Ingredients
- 1/4 cup walnuts
- finely chopped
- 1 cup all-purpose flour
- sifted
- 1/4 teaspoon kosher salt
- 2/3 cup whole milk
- 6 tablespoons water
- 3 large eggs
- 1 cup plus 2 tablespoons mascarpone cheese
- 1 cup plus 2 tablespoons ricotta cheese
- 2 teaspoons finely grated lemon zest
- 1/4 teaspoon ground cinnamon
- 1/4 teaspoon ground allspice
- 1/4 cup confectioners sugar
- plus more for dusting
- 2 1/4 teaspoons rosewater
- 6 tablespoons unsalted butter
- 2 tablespoons extra-virgin olive oil
- 3 tablespoons honey
- 1 teaspoon fresh lemon juice
- 2 teaspoons edible dried rose petals
Instructions
- Preheat the oven to 350.
- Spread the chopped walnuts on a baking sheet and toast in the oven for 7 to 8 minutes, until browned and fragrant.

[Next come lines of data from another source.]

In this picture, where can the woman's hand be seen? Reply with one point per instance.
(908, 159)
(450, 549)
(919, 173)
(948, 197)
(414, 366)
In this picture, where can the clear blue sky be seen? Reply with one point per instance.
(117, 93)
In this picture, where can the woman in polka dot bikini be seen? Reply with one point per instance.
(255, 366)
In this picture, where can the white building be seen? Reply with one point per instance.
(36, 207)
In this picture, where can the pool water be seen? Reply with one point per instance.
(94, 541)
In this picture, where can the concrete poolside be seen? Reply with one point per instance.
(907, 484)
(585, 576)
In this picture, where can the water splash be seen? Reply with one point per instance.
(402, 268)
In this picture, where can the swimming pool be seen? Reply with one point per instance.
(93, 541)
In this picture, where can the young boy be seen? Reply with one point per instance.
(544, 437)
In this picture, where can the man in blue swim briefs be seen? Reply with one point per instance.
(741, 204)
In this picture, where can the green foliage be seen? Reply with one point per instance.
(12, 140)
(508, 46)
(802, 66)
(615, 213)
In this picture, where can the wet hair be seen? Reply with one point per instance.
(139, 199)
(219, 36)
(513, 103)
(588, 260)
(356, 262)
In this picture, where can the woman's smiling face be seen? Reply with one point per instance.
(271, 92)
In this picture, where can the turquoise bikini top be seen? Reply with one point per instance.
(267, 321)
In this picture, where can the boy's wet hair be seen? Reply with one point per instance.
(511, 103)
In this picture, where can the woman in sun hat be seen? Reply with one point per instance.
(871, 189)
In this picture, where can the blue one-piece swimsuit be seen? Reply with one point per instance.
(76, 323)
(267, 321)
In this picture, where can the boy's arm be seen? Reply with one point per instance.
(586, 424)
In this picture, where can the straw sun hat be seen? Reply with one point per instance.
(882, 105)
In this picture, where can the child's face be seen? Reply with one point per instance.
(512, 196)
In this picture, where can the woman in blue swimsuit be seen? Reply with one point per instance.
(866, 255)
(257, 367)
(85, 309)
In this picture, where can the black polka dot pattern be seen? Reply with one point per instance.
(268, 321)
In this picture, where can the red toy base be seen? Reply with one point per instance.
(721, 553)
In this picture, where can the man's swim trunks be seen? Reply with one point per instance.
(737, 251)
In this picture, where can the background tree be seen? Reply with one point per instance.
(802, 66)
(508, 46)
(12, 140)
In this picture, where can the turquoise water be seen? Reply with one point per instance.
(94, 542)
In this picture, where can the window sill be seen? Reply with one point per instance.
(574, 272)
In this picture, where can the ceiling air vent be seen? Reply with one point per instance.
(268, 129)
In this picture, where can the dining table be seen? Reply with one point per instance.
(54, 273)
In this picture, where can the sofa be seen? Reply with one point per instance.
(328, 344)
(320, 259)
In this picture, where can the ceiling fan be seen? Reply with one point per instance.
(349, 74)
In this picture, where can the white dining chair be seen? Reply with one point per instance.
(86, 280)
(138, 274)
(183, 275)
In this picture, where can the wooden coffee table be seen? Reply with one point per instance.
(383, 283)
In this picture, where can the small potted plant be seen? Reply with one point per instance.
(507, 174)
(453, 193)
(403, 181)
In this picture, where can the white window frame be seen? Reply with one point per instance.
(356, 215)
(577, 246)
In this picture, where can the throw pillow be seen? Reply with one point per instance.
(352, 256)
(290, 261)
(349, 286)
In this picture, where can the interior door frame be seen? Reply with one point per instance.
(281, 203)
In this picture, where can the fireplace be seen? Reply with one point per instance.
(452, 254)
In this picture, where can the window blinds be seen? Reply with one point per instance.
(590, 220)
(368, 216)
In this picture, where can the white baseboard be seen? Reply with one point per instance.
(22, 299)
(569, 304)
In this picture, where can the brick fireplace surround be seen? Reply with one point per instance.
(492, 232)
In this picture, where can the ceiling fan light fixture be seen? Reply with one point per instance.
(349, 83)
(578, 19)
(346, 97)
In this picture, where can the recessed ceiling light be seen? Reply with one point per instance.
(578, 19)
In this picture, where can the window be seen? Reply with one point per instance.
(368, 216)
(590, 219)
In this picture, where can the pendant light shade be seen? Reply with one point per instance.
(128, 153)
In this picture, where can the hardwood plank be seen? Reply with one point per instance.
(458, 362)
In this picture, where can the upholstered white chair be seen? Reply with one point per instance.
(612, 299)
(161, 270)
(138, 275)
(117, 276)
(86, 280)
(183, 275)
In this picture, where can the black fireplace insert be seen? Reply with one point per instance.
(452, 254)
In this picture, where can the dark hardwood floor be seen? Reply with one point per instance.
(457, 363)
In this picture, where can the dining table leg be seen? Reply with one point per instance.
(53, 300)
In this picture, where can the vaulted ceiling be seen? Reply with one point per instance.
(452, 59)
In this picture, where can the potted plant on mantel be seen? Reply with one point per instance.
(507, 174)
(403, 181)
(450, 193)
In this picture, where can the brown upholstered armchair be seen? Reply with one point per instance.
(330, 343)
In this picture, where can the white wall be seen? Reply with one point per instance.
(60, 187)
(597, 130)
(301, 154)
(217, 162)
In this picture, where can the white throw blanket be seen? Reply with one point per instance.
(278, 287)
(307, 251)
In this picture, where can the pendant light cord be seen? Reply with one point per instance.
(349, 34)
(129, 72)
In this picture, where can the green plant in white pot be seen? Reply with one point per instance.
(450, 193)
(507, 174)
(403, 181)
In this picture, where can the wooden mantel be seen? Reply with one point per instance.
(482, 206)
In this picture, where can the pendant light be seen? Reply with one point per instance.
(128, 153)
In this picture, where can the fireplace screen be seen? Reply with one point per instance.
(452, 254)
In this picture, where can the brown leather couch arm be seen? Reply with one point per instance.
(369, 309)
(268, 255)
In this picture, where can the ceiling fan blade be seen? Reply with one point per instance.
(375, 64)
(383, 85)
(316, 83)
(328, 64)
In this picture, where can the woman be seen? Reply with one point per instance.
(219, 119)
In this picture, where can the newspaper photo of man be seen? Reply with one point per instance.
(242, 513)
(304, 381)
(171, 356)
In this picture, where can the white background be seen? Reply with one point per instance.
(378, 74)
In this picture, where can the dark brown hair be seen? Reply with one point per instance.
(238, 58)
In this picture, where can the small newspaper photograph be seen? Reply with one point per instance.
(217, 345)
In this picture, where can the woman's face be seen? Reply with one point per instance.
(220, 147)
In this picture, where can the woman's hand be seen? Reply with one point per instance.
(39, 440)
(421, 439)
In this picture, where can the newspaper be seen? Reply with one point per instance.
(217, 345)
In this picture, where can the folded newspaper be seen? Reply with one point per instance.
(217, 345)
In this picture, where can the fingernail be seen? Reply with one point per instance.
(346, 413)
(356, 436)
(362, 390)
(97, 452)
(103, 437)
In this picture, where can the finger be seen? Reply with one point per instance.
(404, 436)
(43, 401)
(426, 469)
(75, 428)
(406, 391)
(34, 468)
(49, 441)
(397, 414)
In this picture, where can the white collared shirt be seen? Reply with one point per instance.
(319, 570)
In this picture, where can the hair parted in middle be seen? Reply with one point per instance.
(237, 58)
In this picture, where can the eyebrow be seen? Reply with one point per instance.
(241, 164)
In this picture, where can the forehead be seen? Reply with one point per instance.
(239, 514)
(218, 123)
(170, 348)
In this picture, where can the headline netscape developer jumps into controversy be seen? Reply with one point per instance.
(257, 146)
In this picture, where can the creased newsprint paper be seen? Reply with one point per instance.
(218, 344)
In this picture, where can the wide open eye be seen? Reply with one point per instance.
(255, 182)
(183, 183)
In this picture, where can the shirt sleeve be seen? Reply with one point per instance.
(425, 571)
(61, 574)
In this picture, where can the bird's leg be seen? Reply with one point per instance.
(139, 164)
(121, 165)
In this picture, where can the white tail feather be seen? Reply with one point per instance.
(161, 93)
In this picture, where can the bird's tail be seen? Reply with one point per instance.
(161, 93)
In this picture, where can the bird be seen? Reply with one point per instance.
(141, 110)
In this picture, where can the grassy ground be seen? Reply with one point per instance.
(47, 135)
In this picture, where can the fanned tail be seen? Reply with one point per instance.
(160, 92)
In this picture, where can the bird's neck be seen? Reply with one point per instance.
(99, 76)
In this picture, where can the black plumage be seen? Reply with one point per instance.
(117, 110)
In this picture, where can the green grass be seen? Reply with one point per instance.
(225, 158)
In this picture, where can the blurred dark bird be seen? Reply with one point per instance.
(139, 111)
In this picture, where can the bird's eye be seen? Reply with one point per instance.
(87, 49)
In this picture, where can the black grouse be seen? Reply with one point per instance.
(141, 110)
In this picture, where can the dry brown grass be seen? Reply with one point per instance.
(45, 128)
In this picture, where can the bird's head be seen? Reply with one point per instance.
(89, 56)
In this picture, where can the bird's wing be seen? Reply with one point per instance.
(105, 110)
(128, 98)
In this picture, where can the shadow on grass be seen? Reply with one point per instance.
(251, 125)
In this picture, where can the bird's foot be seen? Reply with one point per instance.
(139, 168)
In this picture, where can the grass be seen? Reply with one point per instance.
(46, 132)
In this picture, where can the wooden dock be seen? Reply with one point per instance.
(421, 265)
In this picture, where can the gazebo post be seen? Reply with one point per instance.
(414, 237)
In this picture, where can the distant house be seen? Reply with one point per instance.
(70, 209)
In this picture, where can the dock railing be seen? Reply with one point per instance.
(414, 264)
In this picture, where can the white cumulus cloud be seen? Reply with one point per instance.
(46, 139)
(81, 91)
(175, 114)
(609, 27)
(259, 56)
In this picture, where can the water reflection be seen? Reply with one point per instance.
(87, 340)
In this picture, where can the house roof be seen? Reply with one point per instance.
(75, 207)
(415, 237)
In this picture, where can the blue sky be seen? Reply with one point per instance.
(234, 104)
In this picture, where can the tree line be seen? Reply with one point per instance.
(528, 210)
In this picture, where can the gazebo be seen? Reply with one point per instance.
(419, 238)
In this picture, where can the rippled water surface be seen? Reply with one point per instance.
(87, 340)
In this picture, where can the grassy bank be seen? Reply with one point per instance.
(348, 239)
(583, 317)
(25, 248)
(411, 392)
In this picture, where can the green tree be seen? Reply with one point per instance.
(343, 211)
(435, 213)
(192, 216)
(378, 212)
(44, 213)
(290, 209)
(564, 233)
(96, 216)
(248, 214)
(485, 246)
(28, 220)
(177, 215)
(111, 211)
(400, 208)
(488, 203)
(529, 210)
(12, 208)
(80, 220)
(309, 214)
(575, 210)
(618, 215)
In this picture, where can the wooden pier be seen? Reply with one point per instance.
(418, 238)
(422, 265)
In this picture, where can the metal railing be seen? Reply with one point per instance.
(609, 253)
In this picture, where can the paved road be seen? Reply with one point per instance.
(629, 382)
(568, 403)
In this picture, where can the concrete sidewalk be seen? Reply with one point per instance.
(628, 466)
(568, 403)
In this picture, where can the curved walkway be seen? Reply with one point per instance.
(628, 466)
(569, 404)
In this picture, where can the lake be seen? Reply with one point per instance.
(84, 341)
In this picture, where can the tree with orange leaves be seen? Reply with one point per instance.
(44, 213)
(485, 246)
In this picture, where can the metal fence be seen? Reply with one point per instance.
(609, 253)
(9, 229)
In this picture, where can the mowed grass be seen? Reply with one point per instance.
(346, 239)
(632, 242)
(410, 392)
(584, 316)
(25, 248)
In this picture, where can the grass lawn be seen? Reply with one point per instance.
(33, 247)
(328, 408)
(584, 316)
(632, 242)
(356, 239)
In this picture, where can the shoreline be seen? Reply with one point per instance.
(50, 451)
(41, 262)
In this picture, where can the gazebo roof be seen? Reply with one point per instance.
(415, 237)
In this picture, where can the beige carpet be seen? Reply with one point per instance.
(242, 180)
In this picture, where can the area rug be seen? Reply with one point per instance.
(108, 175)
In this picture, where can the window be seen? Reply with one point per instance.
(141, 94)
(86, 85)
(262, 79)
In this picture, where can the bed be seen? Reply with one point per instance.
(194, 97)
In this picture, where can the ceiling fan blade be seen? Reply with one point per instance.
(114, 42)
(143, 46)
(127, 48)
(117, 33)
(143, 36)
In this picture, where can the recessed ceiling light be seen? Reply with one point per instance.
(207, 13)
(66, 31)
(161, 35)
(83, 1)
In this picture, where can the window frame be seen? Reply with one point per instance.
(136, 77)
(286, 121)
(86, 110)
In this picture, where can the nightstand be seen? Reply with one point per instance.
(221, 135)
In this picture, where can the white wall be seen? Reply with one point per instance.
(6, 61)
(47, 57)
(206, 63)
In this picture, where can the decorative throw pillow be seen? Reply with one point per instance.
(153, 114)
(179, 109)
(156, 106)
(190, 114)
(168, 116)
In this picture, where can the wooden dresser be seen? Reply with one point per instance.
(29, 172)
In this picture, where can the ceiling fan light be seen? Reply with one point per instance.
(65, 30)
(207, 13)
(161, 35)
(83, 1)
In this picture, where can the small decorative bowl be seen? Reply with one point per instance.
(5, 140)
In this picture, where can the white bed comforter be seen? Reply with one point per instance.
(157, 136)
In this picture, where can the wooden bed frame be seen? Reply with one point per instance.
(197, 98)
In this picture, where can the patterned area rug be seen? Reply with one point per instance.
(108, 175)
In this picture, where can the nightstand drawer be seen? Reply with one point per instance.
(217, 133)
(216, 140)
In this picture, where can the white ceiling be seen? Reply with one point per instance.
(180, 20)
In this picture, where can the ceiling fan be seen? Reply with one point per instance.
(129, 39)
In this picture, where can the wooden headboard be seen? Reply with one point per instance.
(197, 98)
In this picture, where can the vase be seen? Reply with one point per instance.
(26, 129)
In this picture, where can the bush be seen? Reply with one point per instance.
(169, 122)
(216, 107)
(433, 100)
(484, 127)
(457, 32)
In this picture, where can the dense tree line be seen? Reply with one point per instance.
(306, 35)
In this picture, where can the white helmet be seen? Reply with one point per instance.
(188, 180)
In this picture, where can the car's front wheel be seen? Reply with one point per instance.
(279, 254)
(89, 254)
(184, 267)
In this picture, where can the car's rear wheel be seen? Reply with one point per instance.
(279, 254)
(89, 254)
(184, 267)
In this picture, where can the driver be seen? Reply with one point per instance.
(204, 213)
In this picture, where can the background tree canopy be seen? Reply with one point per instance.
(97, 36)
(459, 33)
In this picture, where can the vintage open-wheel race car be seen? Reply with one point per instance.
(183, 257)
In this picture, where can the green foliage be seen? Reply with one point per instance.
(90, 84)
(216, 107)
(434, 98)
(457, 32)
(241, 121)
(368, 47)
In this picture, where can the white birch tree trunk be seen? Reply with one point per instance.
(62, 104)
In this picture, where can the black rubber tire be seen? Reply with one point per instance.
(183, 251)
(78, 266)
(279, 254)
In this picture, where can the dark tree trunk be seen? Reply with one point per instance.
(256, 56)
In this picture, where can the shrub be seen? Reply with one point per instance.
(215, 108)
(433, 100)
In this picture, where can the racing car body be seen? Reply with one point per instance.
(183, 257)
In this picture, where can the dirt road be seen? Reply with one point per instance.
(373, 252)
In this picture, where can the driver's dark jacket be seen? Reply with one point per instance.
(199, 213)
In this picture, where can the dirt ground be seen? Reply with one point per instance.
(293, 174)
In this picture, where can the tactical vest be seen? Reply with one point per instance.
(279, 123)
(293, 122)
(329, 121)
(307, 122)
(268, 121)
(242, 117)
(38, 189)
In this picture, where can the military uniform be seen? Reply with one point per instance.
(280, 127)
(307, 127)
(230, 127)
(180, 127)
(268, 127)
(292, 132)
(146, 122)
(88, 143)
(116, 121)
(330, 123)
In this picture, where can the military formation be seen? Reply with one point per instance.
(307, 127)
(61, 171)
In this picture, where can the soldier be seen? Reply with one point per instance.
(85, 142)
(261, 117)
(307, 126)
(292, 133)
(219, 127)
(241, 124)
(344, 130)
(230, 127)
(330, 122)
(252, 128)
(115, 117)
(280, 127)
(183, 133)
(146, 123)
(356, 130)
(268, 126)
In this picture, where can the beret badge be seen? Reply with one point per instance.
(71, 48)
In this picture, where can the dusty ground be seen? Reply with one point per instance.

- Transfer to a plate to cool.
- In a medium bowl, whisk together the flour and salt.
- Whisk in the milk, water and 2 eggs until a smooth batter forms.
- Set aside while you make the filling.
- In a medium bowl, combine the mascarpone, ricotta, toasted walnuts, lemon zest, cinnamon and allspice.
- Stir in the 1/4 cup of confectioners sugar, 2 teaspoons of rosewater and the remaining egg until smooth.
- Refrigerate the filling while you make the crepes.
- In a nonstick 6-inch skillet, melt 1/2 tablespoon of the butter over moderately high heat.
- Pour 2 tablespoons of the batter into the skillet, immediately swirling the pan to evenly cover the bottom.
- Cook until set, about 45 seconds.
- Flip the crepe and cook until lightly browned on the bottom, about 45 seconds more.
- Transfer the cooked crepe to a work surface and repeat with the remaining butter and batter to make 11 more crepes.
- Brush a 12-by-8-inch baking dish with 1 tablespoon of the olive oil.
- Spoon 3 tablespoons of the filling into the center of a crepe, fold in the sides and roll up into a tight tube.
- Transfer to the baking dish, seam side down.
- Repeat with the remaining crepes and filling, fitting the crepes in the baking dish snugly in a single layer.
- Brush with the remaining 1 tablespoon of olive oil and bake for 25 minutes, until the crepes are light golden brown and the filling is warmed through.
- Meanwhile, in a small saucepan, combine the honey and lemon juice with the remaining 1/4 teaspoon of rosewater and warm over moderate heat.
- Drizzle the honey mixture evenly over the crepes, then lightly dust with confectioners sugar and sprinkle with the rose petals.
- Serve the crepes warm or at room temperature.